Democrats prevail in redistricting vote

Recommended plan approved, 4-3

Howard County

September 21, 2001|By Larry Carson | Larry Carson,SUN STAFF

What began in July with five competing plans for redrawing the boundaries of Howard County Council districts was narrowed to one recommendation last night on a 4-3 party line vote.

Democrats on the Howard County Councilmanic Redistricting Commission prevailed with a plan that concentrates the bulk of Democratic voters in three Columbia-based districts, while leaving most Republicans in the other two districts that cover the rural western county, Ellicott City and part of Elkridge. It is not a dramatic departure from current district lines.

The main changes, if the County Council goes along, would move most of Fulton and Scaggsville into western District 5, while pushing west Columbia's District 4 farther north to take in Dorsey Search and areas north of Route 108. The council has scheduled a public hearing Nov. 5 after the regular County Council meeting.

Despite a few amendments to make the new districts closer to the ideal population based on the 2000 census, Republicans still denounced the final version as a partisan attempt to "pack" their voters, while Democrats said their goal was to keep communities together.

"I thought we compromised a lot. I was disappointed. I was really getting hopeful [for a unanimous vote]," said David Marker, a Democrat who is commission chairman.

"The message [in the vote] is that Democrats weren't even willing to accede to our standards of fairness," said Michael J. Deets, a Republican. In the adopted plan, the districts would vary in population from a high of 51,366 in District 5, covering the western county, to a low of 47,801 in District 2, covering east Columbia.

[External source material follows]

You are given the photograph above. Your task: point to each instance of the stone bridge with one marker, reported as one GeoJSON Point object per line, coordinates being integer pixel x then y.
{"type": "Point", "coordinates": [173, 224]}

Despite the complaints, Republicans almost pulled off a move to outflank the Democrats, when Republican Diane B. Wilson called for a vote to approve an independent plan sponsored by Democrat Priscilla M. Hart.

Marker turned to Hart, who was sitting next to him, and whispered "Priscilla, you can't vote for this!" Hart abstained on her own plan, and it failed on a 3-3 tie vote. Later, she said, "I was caught in the middle" and abstained "out of party loyalty."

Democrats dominate the seven-member redistricting commission, 4-3, as they do the five-member County Council, 3-2. The council will have the final say on redistricting.

The council district boundaries must be redrawn because the 2000 census showed the county had grown 32 percent over the previous decade, leaving District 3 covering Savage, North Laurel and parts of Columbia more than 9 percent under the ideal mathematical population of 49,568, while District 1, covering Ellicott City and Elkridge, was 5.5 percent over populated.

Democrats are trying to preserve their hold on districts 2, 3 and 4, which collectively cover Columbia and environs, while Republicans were hoping to gain a better chance to elect a third council member - and gain control of the council.

The five plans introduced by commission members in late July were winnowed to three options by early this month - two from Democrats and one from Republicans.